I might be misunderstanding but I think that what Tom meant is that the EXPLAIN does not try to guess whether the constraint will actually exclude some data, so it show you a pessimistic estimate of the cost.
If I'm right, using EXPLAIN ANALYZE should show that the query considers any constraint clauses in your query.
Cheers, Marcelo Lacerda
On 06/06/2012 05:10 AM, Ioannis Anagnostopoulos wrote:
I came across the following problem. Say I have a select query that given the appropriate where clauses it will only query the correct partitioned tables and not all of them. That can be examined by using the EXPLAIN. However the same select query used in a stored procedure will transverse all the tables regardless of the where clause parameters passed by the user as variables of the stored procedure . Is there any work around other than composing an EXECUTE "select ....."?

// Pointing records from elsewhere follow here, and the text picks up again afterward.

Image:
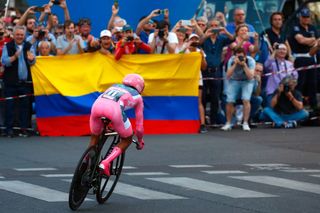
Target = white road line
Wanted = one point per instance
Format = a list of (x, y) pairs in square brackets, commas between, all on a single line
[(301, 170), (141, 193), (210, 187), (34, 169), (267, 164), (56, 175), (282, 182), (190, 166), (214, 172), (129, 167), (34, 191), (145, 173)]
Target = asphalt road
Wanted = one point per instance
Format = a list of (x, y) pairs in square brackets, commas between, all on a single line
[(265, 170)]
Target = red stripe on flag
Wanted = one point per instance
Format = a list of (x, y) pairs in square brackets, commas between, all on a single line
[(79, 126)]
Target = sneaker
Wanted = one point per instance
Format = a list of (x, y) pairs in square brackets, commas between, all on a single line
[(226, 127), (203, 129), (290, 125), (105, 169), (245, 127)]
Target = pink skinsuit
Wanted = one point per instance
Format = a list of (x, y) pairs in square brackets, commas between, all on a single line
[(112, 104)]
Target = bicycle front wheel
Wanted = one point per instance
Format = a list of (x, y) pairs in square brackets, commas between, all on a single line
[(82, 178), (107, 184)]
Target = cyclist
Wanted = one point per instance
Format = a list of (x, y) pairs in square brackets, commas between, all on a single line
[(112, 104)]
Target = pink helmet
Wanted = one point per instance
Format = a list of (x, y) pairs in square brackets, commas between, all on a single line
[(134, 80)]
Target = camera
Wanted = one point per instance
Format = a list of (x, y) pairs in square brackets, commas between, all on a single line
[(286, 88), (160, 12), (195, 44), (41, 34), (161, 33), (130, 38), (241, 58), (215, 30)]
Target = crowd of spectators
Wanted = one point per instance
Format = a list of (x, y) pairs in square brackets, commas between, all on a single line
[(239, 86)]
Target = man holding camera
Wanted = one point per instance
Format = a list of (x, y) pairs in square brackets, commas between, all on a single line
[(286, 105), (162, 41), (130, 43), (239, 75)]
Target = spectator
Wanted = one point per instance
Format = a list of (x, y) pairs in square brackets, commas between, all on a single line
[(40, 33), (193, 46), (240, 74), (239, 18), (115, 20), (130, 43), (202, 23), (214, 42), (182, 40), (256, 98), (29, 20), (315, 48), (274, 35), (162, 41), (146, 26), (69, 43), (221, 18), (302, 39), (17, 57), (89, 40), (279, 68), (242, 37), (106, 45), (44, 48), (286, 105)]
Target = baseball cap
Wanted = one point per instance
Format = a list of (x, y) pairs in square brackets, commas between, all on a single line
[(193, 35), (127, 27), (104, 33), (305, 12)]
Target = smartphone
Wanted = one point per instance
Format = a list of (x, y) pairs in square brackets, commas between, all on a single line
[(251, 34), (216, 30), (38, 9), (185, 22), (116, 4)]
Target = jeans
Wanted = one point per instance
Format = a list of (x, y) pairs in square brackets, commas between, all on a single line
[(279, 119), (24, 106)]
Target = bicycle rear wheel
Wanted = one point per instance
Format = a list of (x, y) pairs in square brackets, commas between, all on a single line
[(107, 184), (82, 178)]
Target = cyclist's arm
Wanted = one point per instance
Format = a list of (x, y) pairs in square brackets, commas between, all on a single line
[(139, 119)]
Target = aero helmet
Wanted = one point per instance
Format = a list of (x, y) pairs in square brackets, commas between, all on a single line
[(134, 80)]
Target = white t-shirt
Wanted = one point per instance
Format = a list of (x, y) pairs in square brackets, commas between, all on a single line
[(172, 39)]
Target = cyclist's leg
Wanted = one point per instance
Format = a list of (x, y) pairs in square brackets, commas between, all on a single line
[(124, 128)]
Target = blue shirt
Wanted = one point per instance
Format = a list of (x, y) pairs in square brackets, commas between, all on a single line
[(22, 67), (214, 50)]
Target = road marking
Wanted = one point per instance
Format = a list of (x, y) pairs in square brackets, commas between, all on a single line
[(282, 182), (214, 172), (269, 166), (56, 175), (129, 167), (210, 187), (141, 193), (34, 169), (302, 170), (34, 191), (190, 166), (145, 173)]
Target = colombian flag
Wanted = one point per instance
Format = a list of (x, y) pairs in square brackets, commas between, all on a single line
[(65, 88)]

Yeah, if the WHERE clauses that correspond to the partitioning constraints contain parameters, the planner can't prove the exclusions hold. So you have to use EXECUTE to get a one-shot plan. This will be better in 9.2 (which, basically, will automatically recognize that it needs to use one-shot plans).
regards, tom lane
When you say better in 9.2 you mean that we will be able to avoid the EXECUTE, and the plan will be, more or less, calculated per call without great performance hit?